Esta semana, sin ir más lejos, se ha publicado que el partido lograría un 4,2% de intención de voto, siendo su candidato el segundo mejor valorado (tras el presidente en funciones). Claro que las cifras las da el propio programa. Saquen ustedes mismos sus conclusiones. En cuanto a transparencia, el partido ya marca tendencia…

En esta precampaña, Risto juego al populismo de salón catódico, vacío de propuestas reales, carente de un discurso que no sea el tan manido ‘si los políticos son malos, nosotros no podemos ser peores’. Pues sí, lo son. Porque lo único que busca es publicidad (que para eso es publicista), autobombo, y no soluciones para los problemas y necesidades reales de la ciudadanía. Estos jueguitos con intenciones virales, además de poco originales, no conducen más que al descrédito de la democracia: el partido de Risto es peor que aquello que critica.

Si votaran los niños

Telemadrid logró hacer viral su programa ‘La vuelta al cole’ con la inestimable ayuda del alcalde de la capital, Jose Luis Martínez Almeida. El regidor se enfrentó a la espontaneidad de los chavales con el discurso de un político y los niños no se lo perdonaron.

Los pequeños no están para mítines. De mayores algunos serán de izquierdas, otros de derechas, los habrá incluso transversales o antisistema, el tiempo lo dirá, pero esos niños ahora razonan más con el corazón que con la ideología. Y tal vez sea buen momento para escucharles: no están intoxicados, no militan en las trincheras partidistas, se atreven a preguntar porque quieren saber y no para quedar bien con ‘los suyos’.

Ahora que empieza una nueva campaña electoral, sería interesante que alguna cadena presentara un debate de los candidatos con los más pequeños: me gustaría ver cómo Sánchez les cuenta que no se ‘ajunta’ con Iglesias, por ejemplo. Y oírles hablar sobre su idea de la vida en general, no solo sobre programas electorales, que ya ni sabemos cuáles son. Si los niños votaran, irían todos… Pero no es el caso. Y a ninguno le hace gracia que le digan las verdades a la cara. Bueno, salvo a uno, Íñigo Errejón, que sigue pareciendo uno de esos niños.

De traiciones y estrategias

Menudo lío en la casa de Guadalix por la nominación a Mila Ximénez por parte de Kiko y El Cejas.
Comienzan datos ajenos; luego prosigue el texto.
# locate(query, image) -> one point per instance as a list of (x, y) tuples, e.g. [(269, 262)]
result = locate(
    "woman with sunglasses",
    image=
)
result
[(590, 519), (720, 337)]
Vistas las reacciones, parece como si alguno creyera que ir a ‘Gran Hermano VIP’ es una excusa para pasar unos días de vacaciones haciendo amigos entre cámaras. Servidor creía que era un juego de estrategia. Y estoy aburrido de escuchar topicazos del tipo: ‘Vengo a que me conozcan como realmente soy’.

A ver, señores, que al público se la trae al fresco como sean realmente unos y otros: aquí se viene a jugar, que para eso hay un maletín llenito de euros para el que sepa escapar de las nominaciones y, en caso de no lograrlo, convencer a la audiencia de ser rescatado.
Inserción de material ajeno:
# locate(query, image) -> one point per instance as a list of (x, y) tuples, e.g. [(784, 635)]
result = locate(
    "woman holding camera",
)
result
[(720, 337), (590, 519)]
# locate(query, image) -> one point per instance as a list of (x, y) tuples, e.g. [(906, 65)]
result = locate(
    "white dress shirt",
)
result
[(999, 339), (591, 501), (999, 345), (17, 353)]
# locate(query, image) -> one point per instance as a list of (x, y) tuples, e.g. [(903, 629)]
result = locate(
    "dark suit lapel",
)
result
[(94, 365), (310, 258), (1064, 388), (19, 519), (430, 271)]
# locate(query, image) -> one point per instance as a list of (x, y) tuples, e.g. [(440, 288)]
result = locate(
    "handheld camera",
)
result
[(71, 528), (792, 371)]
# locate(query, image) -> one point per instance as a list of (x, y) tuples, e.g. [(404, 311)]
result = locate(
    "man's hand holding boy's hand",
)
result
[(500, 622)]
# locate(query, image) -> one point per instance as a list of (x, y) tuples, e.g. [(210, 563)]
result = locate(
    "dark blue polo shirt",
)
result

Se podrá decir que la estrategia de Kiko fue burda, incluso con un evidente error de cálculo (maniobra un tanto precipitada), pero de ahí a ponerse en plan ofendidita porque te han nominado quienes creías que eran colegas… El juego es así. Los amigos de hoy son los enemigos de mañana. Y con Mila y Adara vemos que las enemigas de hoy serán las cómplices de próximas votaciones. Con toda la artillería de ‘Sálvame’ al servicio de su colaboradora, ya pueden los demás espabilar o se los lleva por delante. Y sin apenas hacer nada.